JAKARTA — Pemerintah memastikan pasokan beras dan bantuan pangan untuk warga terdampak gempa di Nusa Tenggara Timur (NTT) tetap aman selama masa pemulihan.
Jaminan tersebut dilakukan melalui bantuan pangan reguler dan distribusi khusus bagi masyarakat yang terdampak bencana alam di sejumlah wilayah NTT.
Data Badan Pangan Nasional (Bapanas) per 20 Agustus 2026 mencatat total bantuan pangan NTT mencapai 26.440,4 ton dengan nilai sekitar Rp370,2 miliar.
Bantuan reguler periode Juli-September diberikan kepada 861.510 Penerima Bantuan Pangan (PBP) dengan total 25.579 ton senilai Rp358,1 miliar.
Sementara itu, bantuan khusus untuk penanganan bencana mencapai 861,5 ton dengan nilai sekitar Rp12,1 miliar.

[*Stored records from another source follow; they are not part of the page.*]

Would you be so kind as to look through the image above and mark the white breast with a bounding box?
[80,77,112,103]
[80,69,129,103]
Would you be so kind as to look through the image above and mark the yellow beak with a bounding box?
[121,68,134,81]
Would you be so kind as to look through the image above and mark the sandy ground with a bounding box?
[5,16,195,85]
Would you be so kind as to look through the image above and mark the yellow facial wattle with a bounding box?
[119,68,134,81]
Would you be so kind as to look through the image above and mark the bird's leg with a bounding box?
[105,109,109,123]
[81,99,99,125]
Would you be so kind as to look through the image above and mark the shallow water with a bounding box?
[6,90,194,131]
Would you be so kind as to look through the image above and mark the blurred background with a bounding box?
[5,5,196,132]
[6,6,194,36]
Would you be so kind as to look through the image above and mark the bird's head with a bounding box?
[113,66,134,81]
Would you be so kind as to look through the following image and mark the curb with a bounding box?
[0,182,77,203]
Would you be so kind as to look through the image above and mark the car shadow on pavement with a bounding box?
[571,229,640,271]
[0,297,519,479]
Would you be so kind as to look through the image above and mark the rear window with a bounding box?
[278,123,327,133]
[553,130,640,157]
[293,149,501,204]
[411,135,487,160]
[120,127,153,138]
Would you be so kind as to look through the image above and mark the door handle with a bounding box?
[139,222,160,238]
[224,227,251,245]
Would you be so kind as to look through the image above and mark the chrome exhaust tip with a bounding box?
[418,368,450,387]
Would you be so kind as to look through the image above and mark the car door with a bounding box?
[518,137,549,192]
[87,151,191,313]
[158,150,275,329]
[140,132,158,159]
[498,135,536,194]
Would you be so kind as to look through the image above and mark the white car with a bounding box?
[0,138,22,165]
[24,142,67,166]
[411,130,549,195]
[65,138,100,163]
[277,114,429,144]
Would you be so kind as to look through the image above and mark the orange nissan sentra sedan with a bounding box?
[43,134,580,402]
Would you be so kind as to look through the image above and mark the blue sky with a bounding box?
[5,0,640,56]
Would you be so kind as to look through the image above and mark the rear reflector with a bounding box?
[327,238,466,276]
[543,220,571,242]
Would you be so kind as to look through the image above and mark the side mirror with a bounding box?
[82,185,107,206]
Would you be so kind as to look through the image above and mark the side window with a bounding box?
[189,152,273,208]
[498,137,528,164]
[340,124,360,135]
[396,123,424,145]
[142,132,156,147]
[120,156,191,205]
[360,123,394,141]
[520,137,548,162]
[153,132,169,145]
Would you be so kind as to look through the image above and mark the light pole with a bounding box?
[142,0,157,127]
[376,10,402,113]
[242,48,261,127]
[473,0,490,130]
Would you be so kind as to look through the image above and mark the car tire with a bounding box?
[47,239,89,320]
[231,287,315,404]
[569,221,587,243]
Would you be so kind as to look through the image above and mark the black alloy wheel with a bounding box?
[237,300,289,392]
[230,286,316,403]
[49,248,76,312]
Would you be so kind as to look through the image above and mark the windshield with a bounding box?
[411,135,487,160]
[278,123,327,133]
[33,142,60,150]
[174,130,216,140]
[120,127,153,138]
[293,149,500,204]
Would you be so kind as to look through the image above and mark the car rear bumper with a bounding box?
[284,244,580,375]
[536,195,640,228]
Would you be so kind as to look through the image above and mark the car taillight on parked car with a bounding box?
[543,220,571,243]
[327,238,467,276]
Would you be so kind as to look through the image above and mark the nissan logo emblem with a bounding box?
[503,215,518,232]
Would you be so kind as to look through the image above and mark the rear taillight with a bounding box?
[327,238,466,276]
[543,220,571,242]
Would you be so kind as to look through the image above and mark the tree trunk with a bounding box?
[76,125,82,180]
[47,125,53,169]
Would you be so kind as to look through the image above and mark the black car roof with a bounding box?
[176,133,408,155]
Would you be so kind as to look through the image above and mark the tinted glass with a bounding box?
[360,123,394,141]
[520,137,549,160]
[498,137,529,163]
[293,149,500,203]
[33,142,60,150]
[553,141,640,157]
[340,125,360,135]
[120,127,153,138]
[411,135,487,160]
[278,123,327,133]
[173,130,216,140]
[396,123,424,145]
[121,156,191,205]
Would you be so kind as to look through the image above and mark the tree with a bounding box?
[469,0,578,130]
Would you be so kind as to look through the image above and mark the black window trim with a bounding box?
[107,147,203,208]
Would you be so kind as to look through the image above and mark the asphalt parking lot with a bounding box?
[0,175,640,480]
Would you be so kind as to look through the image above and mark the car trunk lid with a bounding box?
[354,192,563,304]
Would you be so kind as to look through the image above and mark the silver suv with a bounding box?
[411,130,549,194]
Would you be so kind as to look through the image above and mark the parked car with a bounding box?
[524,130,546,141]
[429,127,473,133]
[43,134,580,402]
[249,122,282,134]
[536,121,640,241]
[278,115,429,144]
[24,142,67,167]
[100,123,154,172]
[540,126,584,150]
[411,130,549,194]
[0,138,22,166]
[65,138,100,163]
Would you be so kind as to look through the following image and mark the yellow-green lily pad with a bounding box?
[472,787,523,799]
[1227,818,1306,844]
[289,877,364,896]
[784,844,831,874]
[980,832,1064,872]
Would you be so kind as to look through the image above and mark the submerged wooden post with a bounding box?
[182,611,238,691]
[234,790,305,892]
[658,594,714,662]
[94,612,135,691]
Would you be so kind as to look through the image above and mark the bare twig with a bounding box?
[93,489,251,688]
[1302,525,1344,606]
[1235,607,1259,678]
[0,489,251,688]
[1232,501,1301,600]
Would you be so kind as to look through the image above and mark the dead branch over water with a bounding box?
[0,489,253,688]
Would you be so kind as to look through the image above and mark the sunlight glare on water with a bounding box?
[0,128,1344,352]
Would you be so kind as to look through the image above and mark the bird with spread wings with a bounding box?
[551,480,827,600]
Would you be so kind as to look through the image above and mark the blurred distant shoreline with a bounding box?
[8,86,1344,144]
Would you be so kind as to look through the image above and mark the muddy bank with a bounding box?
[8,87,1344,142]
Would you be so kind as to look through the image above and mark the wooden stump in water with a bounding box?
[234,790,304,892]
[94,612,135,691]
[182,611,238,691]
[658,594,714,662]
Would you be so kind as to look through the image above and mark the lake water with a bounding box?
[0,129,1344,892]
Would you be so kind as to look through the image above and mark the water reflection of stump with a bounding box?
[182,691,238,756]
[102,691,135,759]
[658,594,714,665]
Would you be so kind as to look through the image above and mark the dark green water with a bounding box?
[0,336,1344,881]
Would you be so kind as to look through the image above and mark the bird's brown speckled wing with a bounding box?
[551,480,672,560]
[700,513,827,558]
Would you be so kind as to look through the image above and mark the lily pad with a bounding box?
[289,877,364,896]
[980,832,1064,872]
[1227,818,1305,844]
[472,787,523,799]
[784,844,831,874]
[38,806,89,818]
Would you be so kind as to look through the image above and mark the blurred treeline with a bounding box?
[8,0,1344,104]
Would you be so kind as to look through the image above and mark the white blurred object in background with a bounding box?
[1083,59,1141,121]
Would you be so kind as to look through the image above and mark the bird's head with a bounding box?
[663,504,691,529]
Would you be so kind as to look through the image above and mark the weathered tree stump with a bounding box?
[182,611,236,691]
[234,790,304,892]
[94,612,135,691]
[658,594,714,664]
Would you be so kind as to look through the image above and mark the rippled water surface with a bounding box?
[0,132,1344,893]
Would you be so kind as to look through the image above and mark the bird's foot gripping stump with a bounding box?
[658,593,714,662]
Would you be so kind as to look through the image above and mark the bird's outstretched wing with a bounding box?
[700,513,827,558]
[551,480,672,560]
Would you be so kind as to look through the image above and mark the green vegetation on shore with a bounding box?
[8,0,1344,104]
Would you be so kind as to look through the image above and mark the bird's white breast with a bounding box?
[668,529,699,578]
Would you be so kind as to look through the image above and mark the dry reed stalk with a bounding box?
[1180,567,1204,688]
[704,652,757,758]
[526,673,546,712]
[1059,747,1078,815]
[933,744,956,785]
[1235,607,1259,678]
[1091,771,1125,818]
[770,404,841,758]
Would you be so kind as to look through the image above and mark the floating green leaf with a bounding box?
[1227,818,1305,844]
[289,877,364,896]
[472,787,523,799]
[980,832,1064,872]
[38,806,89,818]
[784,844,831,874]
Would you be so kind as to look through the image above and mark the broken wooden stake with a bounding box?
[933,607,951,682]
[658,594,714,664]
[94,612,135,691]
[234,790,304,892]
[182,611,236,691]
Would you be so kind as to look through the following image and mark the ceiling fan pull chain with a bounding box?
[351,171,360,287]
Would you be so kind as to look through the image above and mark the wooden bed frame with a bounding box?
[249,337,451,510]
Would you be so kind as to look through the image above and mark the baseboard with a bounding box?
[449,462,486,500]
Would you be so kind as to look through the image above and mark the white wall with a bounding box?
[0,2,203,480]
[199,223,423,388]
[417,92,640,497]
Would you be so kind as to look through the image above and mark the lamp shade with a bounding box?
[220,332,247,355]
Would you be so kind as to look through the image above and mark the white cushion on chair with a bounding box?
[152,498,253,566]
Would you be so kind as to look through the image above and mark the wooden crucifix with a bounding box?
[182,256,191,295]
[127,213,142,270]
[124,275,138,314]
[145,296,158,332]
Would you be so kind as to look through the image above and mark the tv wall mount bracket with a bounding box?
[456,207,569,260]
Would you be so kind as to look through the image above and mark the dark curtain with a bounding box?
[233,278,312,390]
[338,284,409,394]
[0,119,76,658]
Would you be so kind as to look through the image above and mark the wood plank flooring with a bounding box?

Di lima kabupaten terdampak gempa, yakni Manggarai, Manggarai Timur, Ngada, Sikka, dan Nagekeo, bantuan mencapai 6.673,2 ton dengan nilai Rp93,5 miliar.
Jumlah tersebut terdiri atas bantuan reguler sebanyak 5.811,7 ton senilai Rp81,4 miliar serta bantuan bencana sebanyak 861,5 ton senilai Rp12,1 miliar.
Kepala Bapanas Andi Amran Sulaiman menegaskan pemerintah bergerak cepat agar kebutuhan pangan masyarakat terdampak tetap tersedia.
Langkah itu dilakukan sesuai arahan Presiden Prabowo Subianto agar warga terdampak memperoleh bantuan sesuai kebutuhan di lapangan.
“Yang jelas, tidak boleh ada yang tidak kebagian bantuan atau kelaparan. Itu tidak boleh. Apa pun caranya, transportasi darat, laut, udara, kita lakukan semua,” kata Amran, Kamis (20/8).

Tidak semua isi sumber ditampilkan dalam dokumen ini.